3. Avoid caffeine before bedtime

Caffeine is found in coffee, energy drinks, supplements, foods, and medications. Its chemical structure is very similar to that of adenosine, a chemical compound responsible for slowing nerve cell activity in the brain.


When people consume coffee or other caffeinated foods or drinks, caffeine travels to the brain and binds to adenosine receptors, blocking them. As a result, this inhibits adenosine's usual effects, leading to increased alertness.

Drinking coffee to stay awake can contribute to difficulties initiating and staying asleep. This situation can create a vicious cycle of sleep loss and caffeine reliance. Based on a systematic review, it is suggested to stop consuming coffee at least 8.8 hours before to prevent decreases in total sleep time.
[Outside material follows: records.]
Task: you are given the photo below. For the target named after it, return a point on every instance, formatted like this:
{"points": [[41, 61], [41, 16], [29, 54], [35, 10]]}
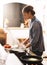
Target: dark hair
{"points": [[28, 9]]}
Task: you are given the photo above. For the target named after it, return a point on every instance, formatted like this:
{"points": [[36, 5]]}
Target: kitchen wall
{"points": [[40, 7]]}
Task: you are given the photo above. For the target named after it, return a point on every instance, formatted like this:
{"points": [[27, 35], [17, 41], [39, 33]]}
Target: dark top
{"points": [[36, 36]]}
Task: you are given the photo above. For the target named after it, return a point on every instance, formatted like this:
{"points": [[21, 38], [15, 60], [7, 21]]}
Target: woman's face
{"points": [[26, 16]]}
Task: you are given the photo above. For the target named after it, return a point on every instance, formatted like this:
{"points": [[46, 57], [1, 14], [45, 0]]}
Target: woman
{"points": [[36, 44]]}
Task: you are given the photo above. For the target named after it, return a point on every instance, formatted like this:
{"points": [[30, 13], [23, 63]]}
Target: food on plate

4. Avoid naps longer than 90 minutes

A short nap is an effective way to overcome daytime fatigue and stay alert, but for that purpose, naps must be kept short.

That’s because the depth of sleep increases as the nap continues, reaching its maximum after approximately an hour. If an individual wakes up during this deep sleep phase after an hour, they might experience reduced functioning due to sleep inertia.

However, a 20-minute nap circumvents this issue since it allows the person to wake up during a lighter stage of sleep. Evidence shows brief naps (15 to 30 minutes) can deliver many health benefits, including:

  • Boost workplace performance
  • Enhance physical performance
  • Lower the risk of heart disease
  • Improve cognition
  • Relieve stress
  • Improve well-being

On the other hand, longer naps (>90 minutes) have been associated with adverse health outcomes such as:

  • High blood pressure
  • Higher frequency of non-alcoholic fatty liver disease
  • Increased risk of type 2 diabetes

5. Reduce alcohol consumption


Alcohol consumption, even in small amounts, can negatively impact a person's sleep quality. While alcohol is commonly perceived as a sedative and might initially help some people fall asleep faster, it can disrupt the overall sleep cycle and lead to poorer sleep quality in the long run.

Alcohol is a sedative, making individuals fall asleep faster, leading them to enter deeper stages quickly. However, as night progresses, this can create an uneven distribution between slow-wave sleep (SWS) and REM sleep. Consequently, sleep quality is compromised, resulting in shorter sleep duration and more frequent sleep disruptions.

6. Consider taking dietary supplements

A balanced diet usually provides the necessary nutrients for quality sleep. However, not everyone can get all the nutrients they need through their diet alone. In these cases, dietary supplements can be helpful. Dr. Huberman recommends these supplements to anyone looking to improve their sleep quality:

  • 145 mg magnesium threonate or 200 mg magnesium bis-glycinate. Magnesium is a mineral found in the body. Low levels of magnesium are linked with poor sleep quality. Research suggests that taking magnesium supplements could potentially improve sleep for some people.
  • 50 mg apigenin. Apigenin is a flavonoid found in many vegetables and plants, including chamomile. Apigenin has calming and sedative properties that may induce relaxation and improve sleep.
  • 100400 mg theanine. Theanine is an amino acid found in tea leaves and some mushrooms. Research suggests that theanine may influence several neurotransmitters within the central nervous system to promote relaxation and facilitate sleep.

7. Keep the bedroom dark and cool

Creating a cozy sleeping environment is essential for ensuring a restful slumber. This includes various factors, such as keeping the bedroom dark enough to prevent melatonin suppression and choosing a comfortable mattress and bedding.

Room temperature is also important. Experts suggest that the best temperature for sleep is around 65°F (18.3°C). Dr. Huberman recommends keeping the room cool and using blankets to cover yourself if needed.

The suggestions provided by Dr. Huberman are grounded in scientific knowledge and can help improve the quality of sleep for many individuals. However, if sleep difficulties persist despite following these recommendations, it is advisable to consult with your doctor.